May 18, 2022

BERT is eating your cash: quantization and ONNXRuntime to save money

No items found.
Subscribe to newsletter
Share this post

In 2020, we have trained and open-sourced the first Dutch GPT2 model, in various sizes. Of course we wanted to share this with the world by open-sourcing the models, the code and a nice application that showcases its use.

But this nice application comes at a cost, literally…

As-is: HuggingFace model powering a Python app

Currently, a HF model is hosted inside a Python Flask app, which uses the pipeline API from the HF library.

A routing microservice routes to the correct model serving microservice depending on the user request if he wants to address the 117M parameter GPT2-small model or the 345M parameter GPT2-medium model.

PS: if you’re curious how we trained this Dutch GPT2 model: we outlined it perfectly (if we say so ourselves) in this blogpost. If you want to get freaky with these Dutch models yourself, you can find them on our HF Hub page.

The final user-facing application looks as follows:

Try it for yourself at

The current setup has some difficulties though:

The responses take some time to generate, especially with the medium-size model, reducing the user experience.

Second, the container is quite big because of the large models, so we either have to:

  • autoscale it to zero to keep the cost down, but then have a large startup time from a cold start
  • let it run continuously, burning cash

So, in this blogpost we’re going to improve this model serving component by quantizing it to make it run smoother, hopefully without losing too much expressive quality.

Quantization to reduce the footprint

We’re not going to go into detail on what quantization is. If you wanna get a great primer on this: we wrote a blogpost on this and other model efficiency aspects here.

TDLR: by reducing the precision of the weights in the Linear and Embedding layers from fp32 to int8 through a mapping action, the memory footprint of a model is greatly reduced!


Quantization is quite an active field, so a number of libraries offer options to quantize your model:

Even though we’re huge fans of where Optimum is heading, in this post, we used the last solution, because of the great support for GPT2 quantization through examples and dedicated helpers.

If you’re just here for the code goodies, you can find all of the code for this blogpost link !

Quantization using ORT only involves three simple steps:

1. Convert the PyTorch model to an ONNX model

All the upcoming transformations happen through the ONNXRuntime (ORT) library, so it’s only logical that these steps will require an ONNX binary.
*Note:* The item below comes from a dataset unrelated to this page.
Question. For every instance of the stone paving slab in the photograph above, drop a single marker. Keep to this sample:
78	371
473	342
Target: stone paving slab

This can easily be done using HF + ORT:

2. Optimize the model

Model optimization involves a few operations to make the model graph more streamlined. One such example is fusing sequential operations into a single step.

3. Quantize the model

This is where the actual quantization happens, or in other words: the mapping of the FP32 weights values to the INT8 value range.

Run it using ORT

To actually use the model artifact (ONNX binary file), we of course need a runtime to host it. What better runtime for ONNX than ONNXRuntime

To do this, you can easily create an ORT session, which can be fed with the typical inputs otherwise required in a HF model (token id’s, attention masks, etc.) to produce the output logits:

Easy-peasy right? Well, there are a few aspects around ORT sessions to make it work well:

  • IO-binding to avoid data copy
  • Post-processing the logits to enable top_k and top_p sampling, beam search, temperature, etc. Instead of plain greedy decoding
  • Including past inputs to improve the performance
  • EOS special tag detection and processing

We won’t go into detail on all of the code needed for each of these aspects, but you can find them all in the notebook (link again) where they are implemented.


So we coded up all these extra aspect to get nice predictions, and our model is running happily on a Cloud Run instance, inside a Python app that hosts the ORT session. Happy days!

But is it any good… ?

Generation quality

Of course, we want to make sure our models don’t produce garbage, so we will look at the generation quality from a couple of angles:

The difference in output logits

A first quick check we can do is comparing the output logits of the language modelling heads of the two models.

If the quantized model is indeed a credible stand-in for the normal model, then the output logits should roughly follow the same value distribution point-by-point.

So by measuring the average, median and max difference in logit values, we can get a first idea on the quality of the potential output:

We can see that the logit values can differ quite a bit. We can also see that the impact is less for the 345M parameter GPT2-medium than for the 117M GPT2-small model.

Though this is a first indication that we might lose some quality, it doesn’t speak for the true expressive capabilities of the quantized models. So let’s continue:

The perplexity

Lucky for us, a nice metric to measure the generation quality in a more meaningful fashion exists: perplexity! The ever-lovely peeps at HuggingFace wrote a very nice page about it, what it does, and how to code it up (you can find our implementation in our notebook).

We followed their approach, and measured the perplexity on the first 1000 documents of the Dutch Partition of the OSCAR corpus. This is a wide collection of various crawled Dutch webpages.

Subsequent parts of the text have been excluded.